‘AUNQUE ES CLON, NO SE VE CHAFA’
Agencia Reforma
Ciudad de México 22 marzo 2026.- En los pasillos de las llamadas plazas «chinas» del Centro Histórico, uno de los productos más vendidos en esta temporada es la playera de la Selección Mexicana rumbo al Mundial FIFA 2026, a precios que contrastan con los productos oficiales.
En un recorrido por locales de Izazaga 89, uno de los principales centros mayoristas de mercancía asiática en la Ciudad de México, se constató la venta abierta de casacas de la Selección Mexicana de Futbol con logotipos de Adidas que cuestan entre 200 y 400 pesos.
«Es de tela buena, impermeable, esta no lo consigues en otro lado», dijo uno de los locatarios.
Las camisetas originales oscilan entre 2 mil y 2 mil 800 pesos, mientras que algunas versiones consideradas «oficiales» o de edición especial superan los 3 mil pesos en tiendas autorizadas.
Comerciantes consultados explicaron que, conforme se acerca el Copa Mundial de la FIFA 2026, las playeras se han convertido en uno de los artículos más vendidos dentro de estos corredores comerciales.
«Están bonitas, no se ven tan chafas», dijo Luis Daniel, un padre de familia.
Además de ropa deportiva, los locales también exhiben calzado con logotipos de marcas internacionales.
En varios puestos se observan tenis con insignias de Nike y Adidas que se venden entre 400 y 500 pesos, mientras que modelos originales de estas marcas superan los 3 mil pesos en tiendas oficiales.
En los locales también hay artículos del hogar, para mascotas, cosméticos, juguetes y ropa.
El recorrido también permitió identificar el mecanismo de distribución de estos productos, pues comerciantes ambulantes que operan en zonas como Plaza Pino Suárez se abastecen en las plazas mayoristas de origen asiático ubicadas en Izazaga, donde adquieren lotes de ropa, calzado y accesorios a precios bajos para revenderlos posteriormente en la vía pública.
Este esquema ha convertido a estos centros comerciales en puntos clave para la distribución de mercancía pirata en el Centro Histórico.
Los productos llegan en contenedores o cargamentos importados, muchos de ellos sin documentación clara o con marcas imitadas, lo que posteriormente facilita su dispersión en mercados y tianguis de la capital.

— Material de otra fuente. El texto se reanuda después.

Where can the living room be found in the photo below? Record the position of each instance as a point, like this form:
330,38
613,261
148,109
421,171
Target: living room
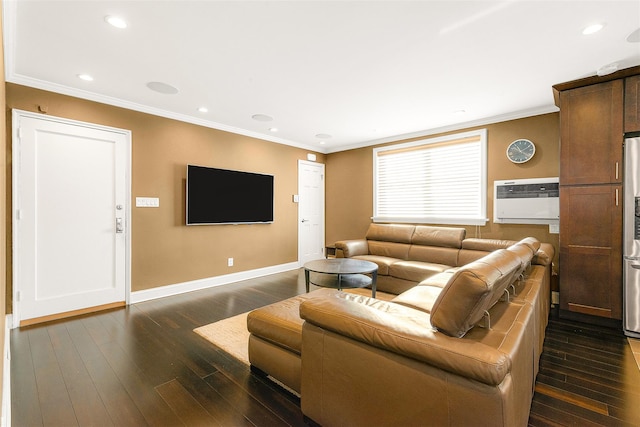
167,255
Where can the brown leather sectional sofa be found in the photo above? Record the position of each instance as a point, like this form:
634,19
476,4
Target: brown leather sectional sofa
453,336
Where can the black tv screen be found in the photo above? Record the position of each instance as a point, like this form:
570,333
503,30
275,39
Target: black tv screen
222,196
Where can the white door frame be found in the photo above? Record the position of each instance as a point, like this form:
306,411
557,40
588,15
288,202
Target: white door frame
16,115
300,245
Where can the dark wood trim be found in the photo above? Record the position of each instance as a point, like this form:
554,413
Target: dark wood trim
592,80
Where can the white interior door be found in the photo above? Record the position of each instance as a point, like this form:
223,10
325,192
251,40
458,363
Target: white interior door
70,201
310,211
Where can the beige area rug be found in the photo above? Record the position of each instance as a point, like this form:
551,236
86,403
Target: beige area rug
230,334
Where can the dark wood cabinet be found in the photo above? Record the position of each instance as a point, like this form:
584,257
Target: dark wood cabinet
591,250
591,132
632,104
593,118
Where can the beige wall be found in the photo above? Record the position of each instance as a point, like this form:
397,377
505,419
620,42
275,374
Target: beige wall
164,250
350,179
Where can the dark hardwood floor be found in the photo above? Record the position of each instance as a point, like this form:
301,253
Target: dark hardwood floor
143,365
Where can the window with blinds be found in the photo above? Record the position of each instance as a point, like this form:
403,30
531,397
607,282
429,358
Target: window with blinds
434,181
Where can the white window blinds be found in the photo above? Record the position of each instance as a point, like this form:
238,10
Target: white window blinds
435,181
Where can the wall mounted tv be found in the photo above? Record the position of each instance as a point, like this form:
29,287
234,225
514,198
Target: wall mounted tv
222,196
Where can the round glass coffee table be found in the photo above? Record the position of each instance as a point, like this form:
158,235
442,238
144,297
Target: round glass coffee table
350,273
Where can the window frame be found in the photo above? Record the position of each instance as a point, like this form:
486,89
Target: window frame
480,219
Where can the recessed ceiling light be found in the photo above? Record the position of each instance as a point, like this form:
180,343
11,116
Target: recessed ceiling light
116,21
591,29
262,117
323,136
607,69
162,88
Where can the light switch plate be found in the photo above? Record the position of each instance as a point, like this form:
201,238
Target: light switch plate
147,202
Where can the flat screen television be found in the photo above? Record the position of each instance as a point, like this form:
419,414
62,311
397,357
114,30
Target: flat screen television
222,196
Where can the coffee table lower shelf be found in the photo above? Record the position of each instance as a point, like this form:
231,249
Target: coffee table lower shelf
339,273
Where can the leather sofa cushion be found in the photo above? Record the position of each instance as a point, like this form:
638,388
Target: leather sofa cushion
420,297
471,290
486,245
280,322
416,271
405,331
446,237
399,233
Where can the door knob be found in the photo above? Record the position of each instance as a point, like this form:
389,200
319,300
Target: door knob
119,225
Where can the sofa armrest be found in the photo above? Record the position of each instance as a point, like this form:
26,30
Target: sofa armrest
351,248
404,331
544,255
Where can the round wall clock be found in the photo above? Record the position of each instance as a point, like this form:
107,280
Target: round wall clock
521,150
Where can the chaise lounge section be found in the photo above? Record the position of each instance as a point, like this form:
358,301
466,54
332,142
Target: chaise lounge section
460,346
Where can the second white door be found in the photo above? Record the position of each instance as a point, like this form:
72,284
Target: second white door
311,243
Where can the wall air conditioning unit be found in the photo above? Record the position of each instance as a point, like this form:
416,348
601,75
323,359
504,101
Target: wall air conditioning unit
527,201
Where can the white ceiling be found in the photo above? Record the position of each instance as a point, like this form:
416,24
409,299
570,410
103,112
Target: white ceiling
360,71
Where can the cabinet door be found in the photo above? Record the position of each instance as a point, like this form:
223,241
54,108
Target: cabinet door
591,134
591,250
632,104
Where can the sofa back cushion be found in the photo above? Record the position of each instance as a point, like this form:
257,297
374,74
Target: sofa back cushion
434,254
445,237
398,233
472,290
389,249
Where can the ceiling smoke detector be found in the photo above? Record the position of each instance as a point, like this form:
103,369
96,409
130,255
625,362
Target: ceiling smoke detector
160,87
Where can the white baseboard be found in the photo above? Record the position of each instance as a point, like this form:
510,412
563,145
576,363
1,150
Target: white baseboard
5,419
195,285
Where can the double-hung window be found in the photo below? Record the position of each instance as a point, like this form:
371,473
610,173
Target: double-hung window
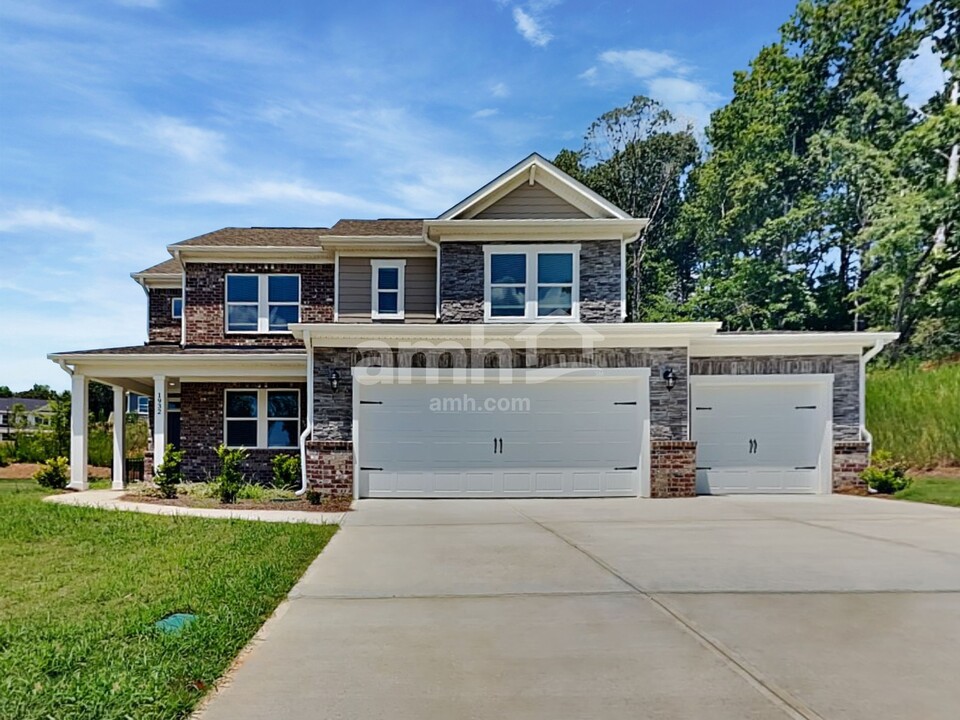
386,289
262,303
531,283
262,418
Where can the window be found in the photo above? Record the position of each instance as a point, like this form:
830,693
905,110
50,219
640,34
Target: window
262,303
262,418
386,299
531,282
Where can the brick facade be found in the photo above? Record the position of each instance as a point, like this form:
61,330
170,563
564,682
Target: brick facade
461,281
201,431
330,467
204,303
849,460
162,326
673,468
846,380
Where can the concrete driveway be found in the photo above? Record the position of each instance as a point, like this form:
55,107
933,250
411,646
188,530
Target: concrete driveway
759,607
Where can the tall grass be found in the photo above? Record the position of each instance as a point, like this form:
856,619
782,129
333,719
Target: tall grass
915,413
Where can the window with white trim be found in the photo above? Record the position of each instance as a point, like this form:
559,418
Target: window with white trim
262,303
386,289
528,283
261,418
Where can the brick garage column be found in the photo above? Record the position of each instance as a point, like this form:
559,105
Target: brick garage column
330,467
850,458
673,468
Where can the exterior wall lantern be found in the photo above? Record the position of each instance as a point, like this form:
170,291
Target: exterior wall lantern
670,377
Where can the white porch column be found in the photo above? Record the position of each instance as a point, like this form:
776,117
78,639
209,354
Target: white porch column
119,445
78,433
159,418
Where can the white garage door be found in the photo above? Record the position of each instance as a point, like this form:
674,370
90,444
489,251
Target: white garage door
761,434
576,435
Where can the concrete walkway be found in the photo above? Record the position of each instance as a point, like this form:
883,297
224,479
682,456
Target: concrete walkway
110,500
726,608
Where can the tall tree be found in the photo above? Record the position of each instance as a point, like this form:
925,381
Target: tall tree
638,157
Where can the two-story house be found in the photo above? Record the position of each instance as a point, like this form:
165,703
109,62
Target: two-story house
481,353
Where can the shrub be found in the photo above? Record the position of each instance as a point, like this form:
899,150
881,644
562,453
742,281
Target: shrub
886,474
53,474
230,478
286,471
168,475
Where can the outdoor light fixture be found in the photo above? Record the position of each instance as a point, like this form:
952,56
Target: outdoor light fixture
670,377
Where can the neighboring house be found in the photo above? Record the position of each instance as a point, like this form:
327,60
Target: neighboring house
482,353
37,412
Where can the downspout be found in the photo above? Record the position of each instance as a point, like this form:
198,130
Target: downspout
436,301
309,429
864,359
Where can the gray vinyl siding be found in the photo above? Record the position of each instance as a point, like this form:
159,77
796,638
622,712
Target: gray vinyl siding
356,277
530,201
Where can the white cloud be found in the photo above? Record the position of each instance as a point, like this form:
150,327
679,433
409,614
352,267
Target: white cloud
500,90
43,219
644,63
922,76
530,28
190,142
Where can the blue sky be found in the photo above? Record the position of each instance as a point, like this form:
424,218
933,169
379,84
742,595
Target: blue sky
127,125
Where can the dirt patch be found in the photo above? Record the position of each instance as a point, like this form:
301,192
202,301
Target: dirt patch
331,505
25,471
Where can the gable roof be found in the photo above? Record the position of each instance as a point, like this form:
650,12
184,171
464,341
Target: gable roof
536,168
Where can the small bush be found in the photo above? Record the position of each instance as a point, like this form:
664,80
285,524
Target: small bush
53,474
286,471
168,475
886,474
230,478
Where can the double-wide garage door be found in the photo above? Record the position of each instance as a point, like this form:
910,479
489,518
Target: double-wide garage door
762,434
527,434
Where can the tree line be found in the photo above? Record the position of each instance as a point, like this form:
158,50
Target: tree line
820,199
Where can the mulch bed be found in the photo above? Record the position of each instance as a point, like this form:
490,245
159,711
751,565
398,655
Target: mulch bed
330,505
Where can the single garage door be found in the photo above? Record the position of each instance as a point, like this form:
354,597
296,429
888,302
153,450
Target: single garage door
761,434
572,435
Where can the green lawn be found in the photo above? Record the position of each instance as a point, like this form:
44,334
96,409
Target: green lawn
80,589
941,491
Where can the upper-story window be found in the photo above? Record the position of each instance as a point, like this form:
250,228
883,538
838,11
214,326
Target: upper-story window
262,303
531,283
387,289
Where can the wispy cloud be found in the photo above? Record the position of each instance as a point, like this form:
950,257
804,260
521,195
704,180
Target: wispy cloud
531,28
43,219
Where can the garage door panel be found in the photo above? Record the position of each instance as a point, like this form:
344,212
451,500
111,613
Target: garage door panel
563,439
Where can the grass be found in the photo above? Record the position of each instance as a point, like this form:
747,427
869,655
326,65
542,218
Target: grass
81,588
915,413
937,490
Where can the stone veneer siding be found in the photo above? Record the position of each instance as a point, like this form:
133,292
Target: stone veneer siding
846,380
333,412
673,468
204,302
201,430
162,326
849,460
461,281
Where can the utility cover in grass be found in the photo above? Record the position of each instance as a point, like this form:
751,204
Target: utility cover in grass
174,623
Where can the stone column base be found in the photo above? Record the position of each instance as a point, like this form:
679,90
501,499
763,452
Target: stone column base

La proliferación de estos artículos ha provocado quejas recurrentes de las marcas afectadas, que denuncian pérdidas económicas y violaciones a la propiedad intelectual.
Empresas internacionales del sector deportivo han alertado en distintas ocasiones sobre la circulación de prendas falsificadas que reproducen logotipos, diseños y etiquetas sin autorización.
En diciembre de 2024, autoridades realizaron un operativo en la zona de Izazaga 89 para detectar mercancía ilegal o sin documentación, incluyendo productos con marcas falsificadas. Sin embargo, visitantes de las plazas aseguran que, pese a estas acciones, la venta de artículos pirata continúa de forma abierta.
Mientras que los delitos federales relacionados con piratería y falsificación de marcas repuntaron en México 53.1 por ciento en 2025, respeto a 2022, autoridades alertan sobre un cambio en la operación de las redes de piratería.
Es decir, la venta dejó de concentrarse en puestos visibles de mercados y calles para trasladarse a bodegas, comercio electrónico, envíos por paquetería y redes logísticas de distribución.
En lugar de decomisos en puestos ambulantes, las investigaciones federales ahora detectan cargamentos completos almacenados en naves industriales o centros de distribución desde donde se surte mercancía a mercados y plataformas digitales en todo el país.
Las autoridades también han detectado laboratorios clandestinos dedicados a fabricar etiquetas, empaques y códigos falsos para simular mercancía original, lo que permite introducir los productos a cadenas comerciales y plataformas digitales.
La Ley de la Propiedad Industrial sanciona la falsificación o uso indebido de marcas registradas, patentes, diseños industriales y denominaciones protegidas. Entre los delitos se incluyen fabricar, almacenar, transportar, vender o distribuir productos con marcas falsificadas, así como reproducir empaques o distintivos sin autorización del titular de los derechos.
Las sanciones pueden incluir multas económicas, aseguramiento de mercancía, clausura de establecimientos y penas de prisión, dependiendo de la magnitud del delito y la reincidencia.